En 1871, le chimiste et physicien anglais James Dewar pose l'hypothèse que la picoline est la méthylpyridine[21]. Or, si la structure de la pyridine proposée par le chimiste garmano-italien Wilhelm Körner en 1869 est correcte, c'est-à-dire que la pyridine est un analogue du benzène (un cycle hexagonal avec alternance de liaisons simples et doubles)[22], cela signifie qu'il existe trois isomères de la methylpyridine. Vers 1879, le chimiste autrichien Hugo Weidel parvient à isoler et caractériser trois isomères de la picoline, qu'il nomme α–, β–, and γ–picoline[23], l'α–picoline étant le principal composant de la picoline impure, accompagnée de petites quantités de β–picoline, et la γ–picoline pouvant être obtenue par la distillation sèche de Baeyer de l'acroleïnammoniak.

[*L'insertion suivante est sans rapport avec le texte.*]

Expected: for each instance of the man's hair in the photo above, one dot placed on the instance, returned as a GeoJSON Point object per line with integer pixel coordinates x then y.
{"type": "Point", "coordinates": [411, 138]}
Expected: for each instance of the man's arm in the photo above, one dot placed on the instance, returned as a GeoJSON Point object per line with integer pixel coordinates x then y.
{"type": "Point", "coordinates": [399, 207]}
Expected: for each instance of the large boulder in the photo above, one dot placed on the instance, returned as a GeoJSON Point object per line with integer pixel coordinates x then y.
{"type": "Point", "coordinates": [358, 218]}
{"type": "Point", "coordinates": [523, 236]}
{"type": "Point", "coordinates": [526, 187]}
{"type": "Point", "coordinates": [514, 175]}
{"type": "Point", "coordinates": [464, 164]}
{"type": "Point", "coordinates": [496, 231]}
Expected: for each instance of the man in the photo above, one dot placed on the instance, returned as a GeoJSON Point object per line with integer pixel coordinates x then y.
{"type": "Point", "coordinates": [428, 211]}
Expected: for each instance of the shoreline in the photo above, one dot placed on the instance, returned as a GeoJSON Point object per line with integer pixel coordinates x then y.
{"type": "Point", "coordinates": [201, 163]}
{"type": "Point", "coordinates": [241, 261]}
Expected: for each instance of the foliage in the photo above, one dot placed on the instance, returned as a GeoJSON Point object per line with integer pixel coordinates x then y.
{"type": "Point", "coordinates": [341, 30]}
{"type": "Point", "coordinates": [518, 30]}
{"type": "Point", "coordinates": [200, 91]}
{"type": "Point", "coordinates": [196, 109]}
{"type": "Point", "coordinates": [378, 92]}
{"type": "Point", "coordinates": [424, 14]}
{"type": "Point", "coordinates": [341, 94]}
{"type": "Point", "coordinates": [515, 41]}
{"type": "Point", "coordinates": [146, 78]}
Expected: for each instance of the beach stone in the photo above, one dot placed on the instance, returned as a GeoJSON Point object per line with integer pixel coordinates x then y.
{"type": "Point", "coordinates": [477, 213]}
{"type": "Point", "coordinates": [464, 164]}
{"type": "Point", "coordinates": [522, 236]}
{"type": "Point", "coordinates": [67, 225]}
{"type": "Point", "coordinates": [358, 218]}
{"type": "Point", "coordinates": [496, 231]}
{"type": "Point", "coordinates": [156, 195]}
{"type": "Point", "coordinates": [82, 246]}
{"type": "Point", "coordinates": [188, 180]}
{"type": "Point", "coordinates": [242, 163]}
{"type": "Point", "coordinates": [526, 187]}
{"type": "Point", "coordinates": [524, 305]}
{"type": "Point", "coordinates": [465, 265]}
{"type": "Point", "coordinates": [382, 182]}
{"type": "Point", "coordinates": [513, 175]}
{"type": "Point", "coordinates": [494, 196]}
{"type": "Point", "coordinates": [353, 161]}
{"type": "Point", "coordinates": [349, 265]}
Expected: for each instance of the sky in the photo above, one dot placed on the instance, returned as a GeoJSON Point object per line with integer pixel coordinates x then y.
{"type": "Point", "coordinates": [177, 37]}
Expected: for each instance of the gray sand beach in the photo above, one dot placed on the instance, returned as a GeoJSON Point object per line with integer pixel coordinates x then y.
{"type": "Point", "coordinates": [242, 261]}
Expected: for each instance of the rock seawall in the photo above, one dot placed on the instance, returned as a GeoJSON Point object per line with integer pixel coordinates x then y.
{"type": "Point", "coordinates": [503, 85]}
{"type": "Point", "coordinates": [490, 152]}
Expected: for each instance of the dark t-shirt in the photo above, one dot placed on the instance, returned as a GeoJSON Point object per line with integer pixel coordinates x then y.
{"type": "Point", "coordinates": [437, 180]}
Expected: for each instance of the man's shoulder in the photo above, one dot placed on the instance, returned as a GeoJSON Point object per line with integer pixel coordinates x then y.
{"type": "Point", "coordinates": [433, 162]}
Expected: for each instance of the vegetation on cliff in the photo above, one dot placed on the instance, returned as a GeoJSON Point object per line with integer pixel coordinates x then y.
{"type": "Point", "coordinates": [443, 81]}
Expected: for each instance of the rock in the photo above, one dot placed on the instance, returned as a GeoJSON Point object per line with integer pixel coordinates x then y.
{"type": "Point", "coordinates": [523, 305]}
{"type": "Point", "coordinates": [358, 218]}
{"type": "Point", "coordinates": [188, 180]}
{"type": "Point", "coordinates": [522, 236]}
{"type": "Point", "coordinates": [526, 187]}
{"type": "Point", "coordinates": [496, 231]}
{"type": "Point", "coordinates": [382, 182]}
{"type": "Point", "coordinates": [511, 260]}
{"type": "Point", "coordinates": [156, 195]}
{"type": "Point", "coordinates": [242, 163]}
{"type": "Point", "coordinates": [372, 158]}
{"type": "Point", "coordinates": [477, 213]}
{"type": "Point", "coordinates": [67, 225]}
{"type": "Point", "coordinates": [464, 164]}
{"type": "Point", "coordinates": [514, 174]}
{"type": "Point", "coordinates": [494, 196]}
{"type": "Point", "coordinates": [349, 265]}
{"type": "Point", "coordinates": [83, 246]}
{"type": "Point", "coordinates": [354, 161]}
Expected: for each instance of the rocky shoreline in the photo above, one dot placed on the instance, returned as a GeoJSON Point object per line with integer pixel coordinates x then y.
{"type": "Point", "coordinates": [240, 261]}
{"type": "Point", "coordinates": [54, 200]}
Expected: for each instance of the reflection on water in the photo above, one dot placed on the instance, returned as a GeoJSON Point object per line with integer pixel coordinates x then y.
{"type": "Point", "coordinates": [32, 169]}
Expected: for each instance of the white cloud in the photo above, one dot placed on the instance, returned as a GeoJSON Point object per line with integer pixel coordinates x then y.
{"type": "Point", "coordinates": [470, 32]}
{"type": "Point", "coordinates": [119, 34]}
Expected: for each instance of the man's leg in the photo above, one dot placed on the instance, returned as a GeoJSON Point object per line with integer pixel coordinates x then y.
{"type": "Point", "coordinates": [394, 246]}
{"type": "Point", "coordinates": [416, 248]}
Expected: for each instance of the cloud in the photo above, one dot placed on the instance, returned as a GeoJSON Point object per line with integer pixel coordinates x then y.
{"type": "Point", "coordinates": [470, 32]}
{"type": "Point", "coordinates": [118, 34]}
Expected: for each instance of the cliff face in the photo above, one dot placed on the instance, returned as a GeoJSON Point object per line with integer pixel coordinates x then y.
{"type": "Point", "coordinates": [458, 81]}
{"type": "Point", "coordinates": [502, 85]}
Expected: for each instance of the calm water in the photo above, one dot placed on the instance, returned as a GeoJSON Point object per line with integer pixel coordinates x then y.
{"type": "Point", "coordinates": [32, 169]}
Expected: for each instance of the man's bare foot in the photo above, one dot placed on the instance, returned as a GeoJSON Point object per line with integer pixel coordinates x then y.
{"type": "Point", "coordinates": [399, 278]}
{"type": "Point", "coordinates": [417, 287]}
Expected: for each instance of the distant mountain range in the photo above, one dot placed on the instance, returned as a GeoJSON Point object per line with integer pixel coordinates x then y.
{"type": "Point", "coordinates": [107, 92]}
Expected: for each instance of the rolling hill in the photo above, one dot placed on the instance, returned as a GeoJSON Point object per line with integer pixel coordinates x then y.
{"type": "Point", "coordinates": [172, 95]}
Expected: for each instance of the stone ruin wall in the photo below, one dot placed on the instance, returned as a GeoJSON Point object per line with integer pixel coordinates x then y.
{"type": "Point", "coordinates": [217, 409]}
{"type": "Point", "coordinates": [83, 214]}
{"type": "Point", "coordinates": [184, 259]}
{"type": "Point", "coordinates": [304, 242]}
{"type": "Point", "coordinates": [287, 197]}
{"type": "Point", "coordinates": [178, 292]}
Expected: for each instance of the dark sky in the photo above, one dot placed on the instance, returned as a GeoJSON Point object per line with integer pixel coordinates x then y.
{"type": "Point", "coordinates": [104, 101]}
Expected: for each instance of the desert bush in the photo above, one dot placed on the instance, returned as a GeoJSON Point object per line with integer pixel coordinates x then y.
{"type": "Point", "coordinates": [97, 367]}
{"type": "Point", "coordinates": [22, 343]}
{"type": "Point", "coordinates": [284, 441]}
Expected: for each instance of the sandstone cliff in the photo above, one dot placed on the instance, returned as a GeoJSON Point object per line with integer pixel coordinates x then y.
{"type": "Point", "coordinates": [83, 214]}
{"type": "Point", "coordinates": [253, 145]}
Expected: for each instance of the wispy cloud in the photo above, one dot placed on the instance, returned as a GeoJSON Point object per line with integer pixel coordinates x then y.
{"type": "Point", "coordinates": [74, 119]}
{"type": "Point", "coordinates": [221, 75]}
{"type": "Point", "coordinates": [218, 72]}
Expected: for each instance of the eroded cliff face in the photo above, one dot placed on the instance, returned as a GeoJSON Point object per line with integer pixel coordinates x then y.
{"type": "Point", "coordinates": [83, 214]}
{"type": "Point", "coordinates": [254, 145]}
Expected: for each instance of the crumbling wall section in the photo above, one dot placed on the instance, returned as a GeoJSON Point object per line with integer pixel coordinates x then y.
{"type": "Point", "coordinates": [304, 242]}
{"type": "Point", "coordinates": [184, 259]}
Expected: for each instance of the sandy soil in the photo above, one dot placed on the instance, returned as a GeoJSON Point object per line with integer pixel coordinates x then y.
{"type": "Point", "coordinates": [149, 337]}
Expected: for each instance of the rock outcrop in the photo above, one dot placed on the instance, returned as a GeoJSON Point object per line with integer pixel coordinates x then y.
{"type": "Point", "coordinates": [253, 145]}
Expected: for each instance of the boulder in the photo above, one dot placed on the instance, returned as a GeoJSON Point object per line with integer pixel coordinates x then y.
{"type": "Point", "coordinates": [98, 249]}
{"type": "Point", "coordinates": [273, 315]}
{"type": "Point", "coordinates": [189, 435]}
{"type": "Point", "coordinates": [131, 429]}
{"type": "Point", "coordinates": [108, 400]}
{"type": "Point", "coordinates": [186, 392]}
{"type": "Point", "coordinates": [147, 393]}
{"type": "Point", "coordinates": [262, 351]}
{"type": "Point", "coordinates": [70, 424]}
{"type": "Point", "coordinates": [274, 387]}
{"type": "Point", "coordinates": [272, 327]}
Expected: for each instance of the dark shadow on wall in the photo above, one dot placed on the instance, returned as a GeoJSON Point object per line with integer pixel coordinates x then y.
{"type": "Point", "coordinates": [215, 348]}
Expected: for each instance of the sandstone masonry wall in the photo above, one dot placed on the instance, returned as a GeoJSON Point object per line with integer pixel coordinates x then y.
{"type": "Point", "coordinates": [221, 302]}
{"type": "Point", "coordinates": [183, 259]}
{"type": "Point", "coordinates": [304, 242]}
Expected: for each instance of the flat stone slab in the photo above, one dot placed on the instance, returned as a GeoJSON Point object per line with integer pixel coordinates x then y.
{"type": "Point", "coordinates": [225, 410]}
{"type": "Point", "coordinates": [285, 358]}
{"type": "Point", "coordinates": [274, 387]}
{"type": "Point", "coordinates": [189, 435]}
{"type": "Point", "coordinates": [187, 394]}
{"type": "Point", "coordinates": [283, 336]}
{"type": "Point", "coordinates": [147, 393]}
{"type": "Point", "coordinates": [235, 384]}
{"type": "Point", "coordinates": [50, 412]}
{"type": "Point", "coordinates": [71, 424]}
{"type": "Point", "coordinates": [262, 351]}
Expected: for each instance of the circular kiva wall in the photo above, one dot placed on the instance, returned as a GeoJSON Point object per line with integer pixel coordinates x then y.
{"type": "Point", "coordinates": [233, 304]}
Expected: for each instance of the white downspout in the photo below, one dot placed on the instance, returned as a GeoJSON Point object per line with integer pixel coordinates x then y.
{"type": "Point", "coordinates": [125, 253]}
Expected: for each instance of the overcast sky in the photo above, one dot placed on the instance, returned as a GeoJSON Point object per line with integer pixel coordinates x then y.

Weidel fait ensuite subir à chaque isomère de la picoline une oxydation par le permanganate de potassium, les transformant chacun en acide carboxylique. Il appelle alors la forme acide de l' α–picoline Picolinsäure (acide picolinique)[24]. Il reconnait dans la fome acide de la β–picoline la Nicotinsäure (la niacine ou acide nicotinique)[25], composé qu'il avait découvert en 1873[26].
Lorsque Weidel decarboxyle la forme acide carboxylique de chaque isomère – par distillation sèche de leur sel de calcium avec de l'oxyde de calcium –, il obtient de la pyridine, montrant ainsi que la picoline était un mélange des trois isomères de la méthylpyridine, comme il l'espérait[27]. Cependant, Weidel n'a jamais détreminé pour aucun des isomères la position du groupe méthyle par rapport à l'atome d'azote du noyau pyridique[28] La structure de la niacine, et ainsi celle de la β–picoline, fut déterminée en 1883 lorsque le chimiste tchéquo-autrichien Zdenko Skraup et Albert Cobenzl oxydèrent de façon répétée la β–naphtoquinoline et trouvèrent de la niacine parmi les produits, prouvant ainsi que la β–picoline était la 3-méthylpyridine[29].
Notes et références
modifier- (en)/(de) Cet article est partiellement ou en totalité issu des articles intitulés en anglais « Picoline » (voir la liste des auteurs) et en allemand « Picoline » (voir la liste des auteurs).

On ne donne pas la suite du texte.